Ce retour à la narration audio est un peu un retour aux sources, à une époque où l’on se racontait des histoires au coin du feu. Il prouve qu’un bon récit n’a pas besoin d’artifices visuels pour captiver. Et alors que les plateformes de streaming investissent de plus en plus dans ce format, il est clair que l’âge d’or du podcast de fiction ne fait que commencer.
Le “faits divers” : Le frisson du réel
Ce genre de podcast s’appuie sur la fascination humaine pour le mystère et les récits de crimes. Il se distingue par son fondement dans la réalité. Les animateurs, souvent des journalistes ou des passionnés d’enquêtes, retracent des affaires complexes, parfois non résolues. La force de ce genre réside dans son authenticité, le sentiment que chaque détail raconté s’est réellement produit. « My Favorite Murder », est un de ce genre, c’est un podcast américain qui allie humour et horreur, où les deux animatrices racontent des affaires de faits divers tout en créant une communauté d’auditeurs très engagée. Par contre, « Dr. Death », est une série de podcasts qui plonge dans le monde médical pour exposer les actes d’un chirurgien incompétent qui a causé la mort ou la mutilation de plusieurs patients. Le ton de l’enquête journalistique est très présent.

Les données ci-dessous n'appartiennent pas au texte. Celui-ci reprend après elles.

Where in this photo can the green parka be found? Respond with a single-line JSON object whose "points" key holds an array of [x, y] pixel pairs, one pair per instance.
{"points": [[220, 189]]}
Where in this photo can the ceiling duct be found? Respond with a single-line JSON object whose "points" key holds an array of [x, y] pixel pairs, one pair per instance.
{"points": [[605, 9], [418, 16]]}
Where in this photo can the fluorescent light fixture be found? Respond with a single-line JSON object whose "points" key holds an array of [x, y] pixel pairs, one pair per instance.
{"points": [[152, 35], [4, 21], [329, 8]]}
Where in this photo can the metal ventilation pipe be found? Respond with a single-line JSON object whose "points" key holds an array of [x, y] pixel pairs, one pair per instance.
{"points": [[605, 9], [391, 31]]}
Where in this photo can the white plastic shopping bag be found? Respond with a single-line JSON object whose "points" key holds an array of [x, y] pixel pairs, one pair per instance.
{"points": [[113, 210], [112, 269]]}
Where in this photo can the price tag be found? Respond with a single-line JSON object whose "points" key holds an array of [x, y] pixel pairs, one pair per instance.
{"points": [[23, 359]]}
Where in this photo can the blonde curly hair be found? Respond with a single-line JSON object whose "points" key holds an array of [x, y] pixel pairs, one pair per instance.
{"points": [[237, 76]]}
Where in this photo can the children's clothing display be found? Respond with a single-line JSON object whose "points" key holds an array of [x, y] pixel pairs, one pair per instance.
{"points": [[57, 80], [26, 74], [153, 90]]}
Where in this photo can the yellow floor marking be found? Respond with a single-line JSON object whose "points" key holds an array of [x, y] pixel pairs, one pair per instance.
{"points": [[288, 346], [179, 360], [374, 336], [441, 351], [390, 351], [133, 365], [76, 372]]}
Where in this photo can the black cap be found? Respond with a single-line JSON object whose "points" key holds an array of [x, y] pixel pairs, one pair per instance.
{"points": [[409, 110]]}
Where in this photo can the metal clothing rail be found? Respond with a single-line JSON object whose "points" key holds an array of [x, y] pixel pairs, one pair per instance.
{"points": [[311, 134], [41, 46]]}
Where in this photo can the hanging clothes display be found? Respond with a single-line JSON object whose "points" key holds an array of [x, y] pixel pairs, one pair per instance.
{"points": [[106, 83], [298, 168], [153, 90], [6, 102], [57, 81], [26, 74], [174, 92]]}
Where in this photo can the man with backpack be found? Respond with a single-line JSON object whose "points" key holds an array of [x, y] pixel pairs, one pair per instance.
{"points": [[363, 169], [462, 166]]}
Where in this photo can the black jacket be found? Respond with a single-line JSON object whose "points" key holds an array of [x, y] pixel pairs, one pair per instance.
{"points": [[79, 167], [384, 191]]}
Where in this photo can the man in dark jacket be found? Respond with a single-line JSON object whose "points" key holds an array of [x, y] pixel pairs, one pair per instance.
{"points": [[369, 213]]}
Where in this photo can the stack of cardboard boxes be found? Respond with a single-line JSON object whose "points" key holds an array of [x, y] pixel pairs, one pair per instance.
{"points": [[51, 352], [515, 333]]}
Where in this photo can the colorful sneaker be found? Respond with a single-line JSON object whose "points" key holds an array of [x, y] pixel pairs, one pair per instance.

La scène locale en Égypte : Une éclosion de talents
Ces genres narratifs trouvent également un écho en Égypte, où de nombreux créateurs se sont emparés du format pour raconter des histoires. On a en tête de cette liste, Sameh Sanad qui est connu pour ses analyses de cas criminels réels, il a su capter l’attention d’un large public avec son approche détaillée et sa capacité à décortiquer les faits divers. Un autre exemple est celui d’Islam et son podcast « Sandwiches d’Horreur » : Avec un titre évocateur, Islam explore des histoires de crimes et d’événements troublants, en utilisant une narration qui mêle le suspense et le mystère. Alors que Mohamed Taher et son podcast « Lisez l’accident », se distingue par sa capacité à reconstruire des histoires complexes, en se basant sur des faits divers et des enquêtes qui ont marqué l’opinion publique égyptienne.
Que ce soit à travers les mondes imaginaires des fictions ou les affaires glaçantes des crimes réels, ces podcasts prouvent que la voix et le son sont des outils puissants pour raconter des histoires. Et avec l’émergence de nouveaux talents sur la scène locale, il est clair que ce paysage audio est en pleine expansion.